The difference is that Heinicke escapes the pocket, where Wentz is more stationary. The offensive line will need to hold their rushers for an extra second while Wentz surveys his options, which can feel much longer in the moment. I would expect the running backs and even tight ends like John Bates to stick close to the line of scrimmage to help alleviate some of the pressure off the line.
And while Wentz is known for stretching the field, he will not be asked to do so on every play. He has several players with exceptional athleticism, Terry McLaurin being the prime example, who can win quick routes with ease. That could make life much easier for the offensive line against a restructured Jaguars front seven with three first-round picks.
3. What is one matchup to watch on Sunday?
Logan: As Wentz makes his first start for the Commanders, the matchup of his No. 1 pass-catcher Terry McLaurin versus whoever is covering him is something I am going to be watching with both eyes open.
Jacksonville's starters at corner are Tyson Campbell and Shaquill Griffin. Griffin has more experience, but based on his production last year, he seems to have lost some of what made him special in Seattle.
If I were Caldwell, I would give a lot of thought to matching second-year player Tyson Campbell on McLaurin. Campbell started slow in 2021 but progressed nicely as the year went on. He gained more confidence as a coverage player, showing the twitch and length that caused Jacksonville to take him in the second round. The rumors coming out of Jacksonville's training camp this year are that Campbell is poised for a big year. Jaguars' fans are already speculating that he is going to catapult himself to the top of the cornerback position rankings.
After watching the second half of his 2021 season, I can see why the fans are excited. However, if they want to crown Campbell, he must perform against the best. Campbell made plays in the second half of the season, but they were against lesser offenses and skill players. McLaurin has proven he is one of the NFL's top 15 wideouts. His patient routes, vertical speed and competitiveness at the catch point may be too much for Campbell to handle. I believe this matchup favors Washington and will serve as security blanket for Wentz.
Zach: I believe this game is going to be won up front, which should be clear by the previous questions, and I'll have my eyes on one matchup: Montez Sweat against left tackle Cam Robinson.
Robinson does not have a Pro Bowl or All-Pro on his resume, but he has been a solid left tackle and mainstay of the Jaguars' offensive line. Last season was one of the best he has had as a pass-blocker, as Pro Football Focus gave him a career-high grade of 76.6. He also allowed just one sack in 2021.

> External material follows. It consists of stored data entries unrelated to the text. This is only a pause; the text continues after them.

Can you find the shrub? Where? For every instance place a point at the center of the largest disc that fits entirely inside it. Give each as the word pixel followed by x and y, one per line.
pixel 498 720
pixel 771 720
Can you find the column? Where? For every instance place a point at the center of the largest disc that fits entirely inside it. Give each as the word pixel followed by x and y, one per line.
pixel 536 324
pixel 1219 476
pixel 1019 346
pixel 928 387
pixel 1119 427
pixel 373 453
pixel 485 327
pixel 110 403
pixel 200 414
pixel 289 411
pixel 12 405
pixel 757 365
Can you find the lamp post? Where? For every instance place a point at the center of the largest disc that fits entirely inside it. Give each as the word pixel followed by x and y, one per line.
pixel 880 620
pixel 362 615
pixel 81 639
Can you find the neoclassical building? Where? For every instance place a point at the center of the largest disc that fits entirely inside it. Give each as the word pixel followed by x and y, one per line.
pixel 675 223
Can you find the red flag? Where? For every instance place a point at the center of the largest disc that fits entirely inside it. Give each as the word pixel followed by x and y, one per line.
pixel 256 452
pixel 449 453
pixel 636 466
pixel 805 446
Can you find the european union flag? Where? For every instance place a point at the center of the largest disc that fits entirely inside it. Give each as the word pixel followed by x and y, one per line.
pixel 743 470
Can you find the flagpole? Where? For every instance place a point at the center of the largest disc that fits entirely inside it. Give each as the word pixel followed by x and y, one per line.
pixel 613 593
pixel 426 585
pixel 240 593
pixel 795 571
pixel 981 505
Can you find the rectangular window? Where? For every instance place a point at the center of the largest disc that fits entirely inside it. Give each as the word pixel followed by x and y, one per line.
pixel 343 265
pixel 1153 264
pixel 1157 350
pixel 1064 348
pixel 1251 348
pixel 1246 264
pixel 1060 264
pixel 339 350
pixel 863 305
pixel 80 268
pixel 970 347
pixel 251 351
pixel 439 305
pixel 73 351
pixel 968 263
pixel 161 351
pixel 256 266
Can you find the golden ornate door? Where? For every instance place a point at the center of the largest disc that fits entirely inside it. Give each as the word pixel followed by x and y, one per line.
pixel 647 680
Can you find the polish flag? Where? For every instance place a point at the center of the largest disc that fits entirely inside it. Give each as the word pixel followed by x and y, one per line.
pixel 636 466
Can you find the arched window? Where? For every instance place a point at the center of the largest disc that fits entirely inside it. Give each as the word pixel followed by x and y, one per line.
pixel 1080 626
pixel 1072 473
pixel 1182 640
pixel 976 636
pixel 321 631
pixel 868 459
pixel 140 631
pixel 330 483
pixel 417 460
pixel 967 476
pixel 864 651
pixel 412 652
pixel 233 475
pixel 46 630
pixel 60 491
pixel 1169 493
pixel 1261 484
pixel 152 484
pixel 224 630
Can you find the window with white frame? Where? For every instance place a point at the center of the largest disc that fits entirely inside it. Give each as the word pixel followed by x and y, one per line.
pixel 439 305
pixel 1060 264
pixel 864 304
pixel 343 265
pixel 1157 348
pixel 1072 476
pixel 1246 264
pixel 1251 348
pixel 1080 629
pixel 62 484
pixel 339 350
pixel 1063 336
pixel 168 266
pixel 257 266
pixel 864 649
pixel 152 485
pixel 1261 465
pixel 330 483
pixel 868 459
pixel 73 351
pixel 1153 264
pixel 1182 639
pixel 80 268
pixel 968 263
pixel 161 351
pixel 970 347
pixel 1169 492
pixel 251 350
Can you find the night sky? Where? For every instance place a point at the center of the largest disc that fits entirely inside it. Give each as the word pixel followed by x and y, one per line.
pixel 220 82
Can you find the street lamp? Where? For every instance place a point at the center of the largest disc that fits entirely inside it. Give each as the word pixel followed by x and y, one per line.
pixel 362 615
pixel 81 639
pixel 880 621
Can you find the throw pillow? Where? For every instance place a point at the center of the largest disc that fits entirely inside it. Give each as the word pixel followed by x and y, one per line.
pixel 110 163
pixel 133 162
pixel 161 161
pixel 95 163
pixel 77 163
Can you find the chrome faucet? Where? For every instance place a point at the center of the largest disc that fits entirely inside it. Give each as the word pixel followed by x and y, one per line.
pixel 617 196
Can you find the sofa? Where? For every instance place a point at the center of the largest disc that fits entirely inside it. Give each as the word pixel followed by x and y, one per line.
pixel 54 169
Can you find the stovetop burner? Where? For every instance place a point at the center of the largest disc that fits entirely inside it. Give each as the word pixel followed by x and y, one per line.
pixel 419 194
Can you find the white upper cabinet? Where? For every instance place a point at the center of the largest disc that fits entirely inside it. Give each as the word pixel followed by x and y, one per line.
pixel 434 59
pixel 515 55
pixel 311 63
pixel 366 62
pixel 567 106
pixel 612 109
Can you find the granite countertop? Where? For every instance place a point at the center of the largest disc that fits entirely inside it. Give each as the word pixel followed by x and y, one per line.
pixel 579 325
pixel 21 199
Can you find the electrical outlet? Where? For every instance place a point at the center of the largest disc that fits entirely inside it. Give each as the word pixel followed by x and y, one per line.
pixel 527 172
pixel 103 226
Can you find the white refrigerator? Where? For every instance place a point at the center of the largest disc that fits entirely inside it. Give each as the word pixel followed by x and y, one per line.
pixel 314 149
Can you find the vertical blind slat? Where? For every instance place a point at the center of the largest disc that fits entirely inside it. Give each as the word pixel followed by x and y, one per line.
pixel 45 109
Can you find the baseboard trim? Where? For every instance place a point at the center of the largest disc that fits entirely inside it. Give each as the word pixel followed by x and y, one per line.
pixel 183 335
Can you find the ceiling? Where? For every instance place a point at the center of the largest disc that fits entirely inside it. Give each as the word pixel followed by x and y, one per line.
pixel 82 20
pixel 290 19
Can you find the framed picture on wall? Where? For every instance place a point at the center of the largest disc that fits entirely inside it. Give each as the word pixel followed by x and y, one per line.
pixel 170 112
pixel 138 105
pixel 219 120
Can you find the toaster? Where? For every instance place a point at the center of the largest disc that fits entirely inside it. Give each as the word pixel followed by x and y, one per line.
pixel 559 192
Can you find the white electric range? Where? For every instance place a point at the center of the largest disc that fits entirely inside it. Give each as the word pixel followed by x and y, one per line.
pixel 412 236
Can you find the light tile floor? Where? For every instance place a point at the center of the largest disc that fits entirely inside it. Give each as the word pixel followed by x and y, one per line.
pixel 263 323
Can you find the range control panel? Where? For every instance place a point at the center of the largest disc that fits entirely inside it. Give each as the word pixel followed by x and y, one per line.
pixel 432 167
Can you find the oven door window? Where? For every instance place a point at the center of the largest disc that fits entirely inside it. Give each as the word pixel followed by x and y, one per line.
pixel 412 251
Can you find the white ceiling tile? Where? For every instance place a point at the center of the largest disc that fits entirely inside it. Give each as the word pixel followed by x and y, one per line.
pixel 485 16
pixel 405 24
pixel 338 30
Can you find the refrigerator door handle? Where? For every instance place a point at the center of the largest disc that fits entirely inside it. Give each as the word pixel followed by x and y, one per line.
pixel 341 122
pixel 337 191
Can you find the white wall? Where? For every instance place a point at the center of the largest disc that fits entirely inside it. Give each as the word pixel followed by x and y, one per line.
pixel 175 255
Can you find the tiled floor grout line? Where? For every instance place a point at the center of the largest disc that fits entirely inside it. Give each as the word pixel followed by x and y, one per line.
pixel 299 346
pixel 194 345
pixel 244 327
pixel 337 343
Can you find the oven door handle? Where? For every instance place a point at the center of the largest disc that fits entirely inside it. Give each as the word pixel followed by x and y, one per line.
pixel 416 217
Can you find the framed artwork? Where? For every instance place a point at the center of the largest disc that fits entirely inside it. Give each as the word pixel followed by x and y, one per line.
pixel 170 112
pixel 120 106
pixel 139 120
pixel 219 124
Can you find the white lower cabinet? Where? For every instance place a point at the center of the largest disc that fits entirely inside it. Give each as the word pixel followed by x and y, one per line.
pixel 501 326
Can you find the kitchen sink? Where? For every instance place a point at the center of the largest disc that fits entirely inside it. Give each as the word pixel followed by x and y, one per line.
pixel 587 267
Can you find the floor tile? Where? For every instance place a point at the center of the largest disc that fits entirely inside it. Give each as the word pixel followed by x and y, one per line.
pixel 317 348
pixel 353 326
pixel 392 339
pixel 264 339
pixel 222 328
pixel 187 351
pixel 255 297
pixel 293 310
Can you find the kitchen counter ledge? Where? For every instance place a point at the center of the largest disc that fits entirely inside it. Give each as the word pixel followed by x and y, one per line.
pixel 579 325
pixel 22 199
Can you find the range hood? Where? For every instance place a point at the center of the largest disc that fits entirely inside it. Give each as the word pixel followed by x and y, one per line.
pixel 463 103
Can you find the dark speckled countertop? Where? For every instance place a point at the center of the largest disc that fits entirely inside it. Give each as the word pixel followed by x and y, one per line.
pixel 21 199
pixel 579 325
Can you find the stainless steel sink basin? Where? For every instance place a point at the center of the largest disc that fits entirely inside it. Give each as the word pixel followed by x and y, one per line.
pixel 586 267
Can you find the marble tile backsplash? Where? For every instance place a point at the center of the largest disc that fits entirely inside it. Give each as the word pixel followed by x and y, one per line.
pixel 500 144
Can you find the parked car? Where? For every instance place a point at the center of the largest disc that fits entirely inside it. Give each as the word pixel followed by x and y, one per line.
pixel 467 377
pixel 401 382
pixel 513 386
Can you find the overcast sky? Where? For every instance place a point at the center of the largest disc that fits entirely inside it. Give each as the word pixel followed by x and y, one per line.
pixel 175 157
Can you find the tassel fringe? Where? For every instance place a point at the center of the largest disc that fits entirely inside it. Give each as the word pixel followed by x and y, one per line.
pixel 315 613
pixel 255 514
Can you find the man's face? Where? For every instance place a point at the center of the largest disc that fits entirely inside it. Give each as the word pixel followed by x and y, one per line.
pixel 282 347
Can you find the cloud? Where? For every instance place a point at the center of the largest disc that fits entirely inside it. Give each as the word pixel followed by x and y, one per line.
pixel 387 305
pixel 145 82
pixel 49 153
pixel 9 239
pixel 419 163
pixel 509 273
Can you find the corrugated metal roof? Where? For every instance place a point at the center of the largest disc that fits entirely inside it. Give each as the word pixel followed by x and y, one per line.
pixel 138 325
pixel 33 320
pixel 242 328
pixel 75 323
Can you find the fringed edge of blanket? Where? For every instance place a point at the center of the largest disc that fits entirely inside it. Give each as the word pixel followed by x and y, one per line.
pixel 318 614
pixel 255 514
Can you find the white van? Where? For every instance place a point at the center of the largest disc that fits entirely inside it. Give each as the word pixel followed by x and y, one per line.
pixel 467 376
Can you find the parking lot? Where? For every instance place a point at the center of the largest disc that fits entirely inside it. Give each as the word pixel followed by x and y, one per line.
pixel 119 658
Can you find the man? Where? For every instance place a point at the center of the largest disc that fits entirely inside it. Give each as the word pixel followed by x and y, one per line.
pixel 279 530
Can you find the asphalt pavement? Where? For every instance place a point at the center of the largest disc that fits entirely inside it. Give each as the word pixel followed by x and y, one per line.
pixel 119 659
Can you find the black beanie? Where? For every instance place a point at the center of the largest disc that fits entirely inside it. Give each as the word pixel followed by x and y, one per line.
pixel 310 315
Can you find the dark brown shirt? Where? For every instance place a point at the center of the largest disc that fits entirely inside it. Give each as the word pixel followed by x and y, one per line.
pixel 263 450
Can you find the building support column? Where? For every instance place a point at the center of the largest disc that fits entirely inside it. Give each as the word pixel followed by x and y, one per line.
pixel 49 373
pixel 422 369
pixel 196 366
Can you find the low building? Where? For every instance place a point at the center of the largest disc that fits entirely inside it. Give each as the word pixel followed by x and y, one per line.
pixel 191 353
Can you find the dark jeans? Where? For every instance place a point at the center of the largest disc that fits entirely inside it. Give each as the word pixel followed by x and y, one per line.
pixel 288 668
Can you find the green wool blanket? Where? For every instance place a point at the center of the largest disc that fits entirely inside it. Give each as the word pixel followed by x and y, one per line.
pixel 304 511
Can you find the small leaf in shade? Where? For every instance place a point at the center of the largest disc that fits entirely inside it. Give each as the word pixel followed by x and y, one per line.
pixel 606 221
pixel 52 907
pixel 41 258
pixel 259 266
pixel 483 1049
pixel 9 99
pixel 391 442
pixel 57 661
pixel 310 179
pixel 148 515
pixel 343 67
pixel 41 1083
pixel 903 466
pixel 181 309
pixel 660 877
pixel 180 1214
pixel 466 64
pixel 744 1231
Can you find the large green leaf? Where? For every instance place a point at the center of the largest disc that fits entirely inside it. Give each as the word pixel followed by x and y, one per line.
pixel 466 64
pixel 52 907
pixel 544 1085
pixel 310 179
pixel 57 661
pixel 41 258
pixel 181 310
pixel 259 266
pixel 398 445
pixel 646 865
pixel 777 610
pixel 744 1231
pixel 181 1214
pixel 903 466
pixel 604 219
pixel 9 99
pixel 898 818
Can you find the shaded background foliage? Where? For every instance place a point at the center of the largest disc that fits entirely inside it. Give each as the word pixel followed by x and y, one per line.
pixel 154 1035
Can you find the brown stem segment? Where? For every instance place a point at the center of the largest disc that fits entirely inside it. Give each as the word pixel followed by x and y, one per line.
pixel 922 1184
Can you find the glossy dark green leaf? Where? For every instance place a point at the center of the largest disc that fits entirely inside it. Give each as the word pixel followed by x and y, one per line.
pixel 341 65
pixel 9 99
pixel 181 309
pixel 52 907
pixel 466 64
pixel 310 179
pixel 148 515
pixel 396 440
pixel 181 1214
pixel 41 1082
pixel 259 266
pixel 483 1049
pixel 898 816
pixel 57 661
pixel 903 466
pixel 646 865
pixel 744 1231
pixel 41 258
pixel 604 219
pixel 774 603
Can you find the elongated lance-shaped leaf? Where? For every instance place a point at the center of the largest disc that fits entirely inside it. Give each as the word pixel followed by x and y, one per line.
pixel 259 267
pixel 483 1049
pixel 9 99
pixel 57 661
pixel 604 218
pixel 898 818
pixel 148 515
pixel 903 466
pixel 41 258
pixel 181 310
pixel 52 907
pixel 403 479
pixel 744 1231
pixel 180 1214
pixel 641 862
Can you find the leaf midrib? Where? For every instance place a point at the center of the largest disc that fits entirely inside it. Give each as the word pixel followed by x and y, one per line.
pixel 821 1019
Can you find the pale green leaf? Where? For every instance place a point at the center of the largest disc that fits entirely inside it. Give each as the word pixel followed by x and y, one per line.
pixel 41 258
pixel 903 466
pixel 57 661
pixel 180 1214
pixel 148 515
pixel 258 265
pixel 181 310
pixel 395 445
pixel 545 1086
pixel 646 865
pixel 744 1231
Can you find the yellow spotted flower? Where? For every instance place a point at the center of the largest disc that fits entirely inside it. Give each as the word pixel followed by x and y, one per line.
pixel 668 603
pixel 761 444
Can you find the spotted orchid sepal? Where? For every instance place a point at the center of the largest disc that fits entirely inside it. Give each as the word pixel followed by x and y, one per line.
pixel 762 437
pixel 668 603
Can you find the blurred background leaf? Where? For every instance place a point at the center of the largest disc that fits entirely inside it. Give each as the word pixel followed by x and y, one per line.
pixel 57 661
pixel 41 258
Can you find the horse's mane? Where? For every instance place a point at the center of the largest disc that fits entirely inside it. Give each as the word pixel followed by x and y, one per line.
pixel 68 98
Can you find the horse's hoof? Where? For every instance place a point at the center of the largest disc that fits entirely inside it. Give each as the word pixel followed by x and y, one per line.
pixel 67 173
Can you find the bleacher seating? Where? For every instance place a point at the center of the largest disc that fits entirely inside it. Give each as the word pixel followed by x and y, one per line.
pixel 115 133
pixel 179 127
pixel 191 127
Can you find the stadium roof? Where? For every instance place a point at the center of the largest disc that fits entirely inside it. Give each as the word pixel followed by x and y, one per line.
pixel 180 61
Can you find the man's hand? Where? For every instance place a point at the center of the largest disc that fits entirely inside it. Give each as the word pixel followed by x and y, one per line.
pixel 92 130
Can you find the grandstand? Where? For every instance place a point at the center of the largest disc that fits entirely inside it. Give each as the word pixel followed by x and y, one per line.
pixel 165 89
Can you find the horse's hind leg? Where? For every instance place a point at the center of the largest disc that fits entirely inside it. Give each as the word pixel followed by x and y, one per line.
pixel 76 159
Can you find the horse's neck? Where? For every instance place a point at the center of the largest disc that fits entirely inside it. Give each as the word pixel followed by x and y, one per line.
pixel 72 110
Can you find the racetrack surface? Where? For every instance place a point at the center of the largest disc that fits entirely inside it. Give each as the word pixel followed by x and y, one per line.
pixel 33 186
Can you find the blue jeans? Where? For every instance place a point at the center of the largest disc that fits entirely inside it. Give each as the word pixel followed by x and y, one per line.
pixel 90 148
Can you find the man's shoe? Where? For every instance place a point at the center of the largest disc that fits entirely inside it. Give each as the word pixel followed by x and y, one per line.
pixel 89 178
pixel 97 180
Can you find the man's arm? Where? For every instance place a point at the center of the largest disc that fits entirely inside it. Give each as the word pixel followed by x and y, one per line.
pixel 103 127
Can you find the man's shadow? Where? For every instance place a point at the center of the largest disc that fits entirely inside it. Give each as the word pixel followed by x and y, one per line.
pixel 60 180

Robinson did allow 31 pressures last, though, and Sweat could take advantage of that. Sweat took a step back in 2021, but he also dealt with multiple personal tragedies on top of breaking his jaw and contracting COVID-19. Sweat still has the speed, physicality and short area quickness to make things difficult for any offensive tackle and their quarterback.
Lawrence will inevitably escape the pocket at some point in the game, and when that happens, Sweat can use his 4.4 speed to hawk him down.